The claim that all nuclear weapons are accounted for is perhaps more credible, but is impossible to confirm. The misleading statements on the technical feasibility of ADMs do not bolster confidence in the claims that all Russian nuclear weapons are securely stored. However, most reports of the loss or theft of nuclear weapons have turned out to be based on weak evidence. The articles on nuclear theft that appeared in the Russian press in mid-1995 were apparently partly based on a report in the extreme right-wing Russian newspaper Zavtra (which in turn evidently was inspired by an article in the Russian-language edition of Soldier of Fortune, which claimed that suitcase nukes were smuggled through Lithuania to Iraq and possibly other countries). Zavtra‘s correspondent claimed to have met with a former Chechen “agent” who participated in the diversion of two suitcase-size nuclear weapons to Chechnya in 1992. To bolster its claim, Zavtra published the technical details of the devices. However, the technical details appear to be inaccurate, and weaken, rather than strengthen, the report’s credibility. After publishing the article, the Zavtra correspondent was abducted, beaten, and threatened with death if he pursued the story. But after reporting the abduction, Zavtra retracted the original article, claiming that the meeting with the agent, and the subsequent beating, had been perpetrated by Chechen agents who hoped that rumors of nuclear weapons in Chechnya would strengthen Chechnya’s hand in negotiations with Moscow. Nevertheless, the original article triggered a string of media reports and speculation concerning nuclear weapons in Chechnya, eventually prompting an explicit denial of the story by Chechen military leader Shamil Basayev. Thus, while there have been a number of reports of the smuggling of portable nuclear weapons, the most publicized reports do not seem to be based on firm evidence, and have been propounded by sources of dubious reliability.

Lebed’s charges have therefore not been adequately dismissed by his critics, nor fully substantiated by his supporters. The claims that the Soviet Union never built ADMs ring hollow, but neither is there any solid evidence indicating the loss or diversion of such weapons.

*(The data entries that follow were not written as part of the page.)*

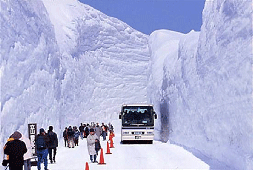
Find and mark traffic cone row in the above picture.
[85,133,114,170]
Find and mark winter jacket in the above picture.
[47,131,58,148]
[84,126,90,136]
[95,126,102,137]
[87,134,98,155]
[4,139,27,166]
[63,130,68,140]
[67,128,75,139]
[79,126,84,132]
[35,134,50,149]
[19,134,33,160]
[95,140,101,151]
[74,130,80,139]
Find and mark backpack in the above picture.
[36,135,47,150]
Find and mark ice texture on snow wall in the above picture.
[148,0,253,169]
[0,0,149,157]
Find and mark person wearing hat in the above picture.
[35,128,50,170]
[4,131,27,170]
[87,129,98,163]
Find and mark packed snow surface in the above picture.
[0,0,253,170]
[28,120,209,170]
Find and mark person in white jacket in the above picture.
[19,134,33,170]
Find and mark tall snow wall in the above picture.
[148,0,253,170]
[0,0,149,159]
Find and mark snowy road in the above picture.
[32,131,209,170]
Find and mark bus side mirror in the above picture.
[154,113,157,119]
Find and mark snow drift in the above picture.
[0,0,150,158]
[148,0,253,169]
[0,0,253,169]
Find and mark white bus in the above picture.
[119,104,157,143]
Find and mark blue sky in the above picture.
[79,0,205,35]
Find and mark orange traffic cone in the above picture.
[98,148,106,165]
[106,141,112,154]
[110,138,114,148]
[85,162,90,170]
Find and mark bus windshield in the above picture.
[122,106,154,126]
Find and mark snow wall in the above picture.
[0,0,253,169]
[0,0,150,158]
[148,0,253,170]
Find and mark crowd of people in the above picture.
[2,123,114,170]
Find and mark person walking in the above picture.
[74,127,80,146]
[63,127,69,147]
[102,123,107,141]
[79,123,84,140]
[35,128,50,170]
[87,129,98,163]
[19,134,33,170]
[84,124,90,138]
[48,126,58,163]
[4,131,27,170]
[95,123,102,140]
[68,126,75,148]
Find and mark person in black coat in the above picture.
[47,126,58,163]
[4,131,27,170]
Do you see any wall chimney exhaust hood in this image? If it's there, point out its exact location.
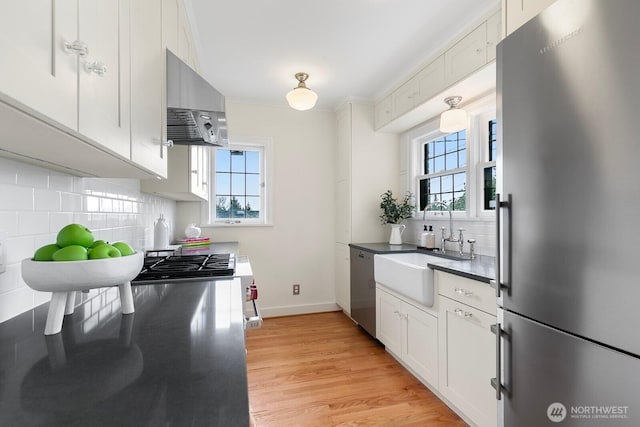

This does not mean that the threat of diversion does not exist, though. The social, political, and economic stresses that wrack Russia provide strong incentives for military “insiders” to steal nuclear weapons. While organizing such a theft would be extremely difficult, the consequences of a successful theft would be disastrous. Increasing security at nuclear weapons facilities, and especially at civilian nuclear facilities with weapons-grade fissile material, must therefore be at the forefront of the US-Russian security agenda. Increased work in this regard may help to ensure that stories of weapons or fissile material diversion remain fiction, and do not become fact.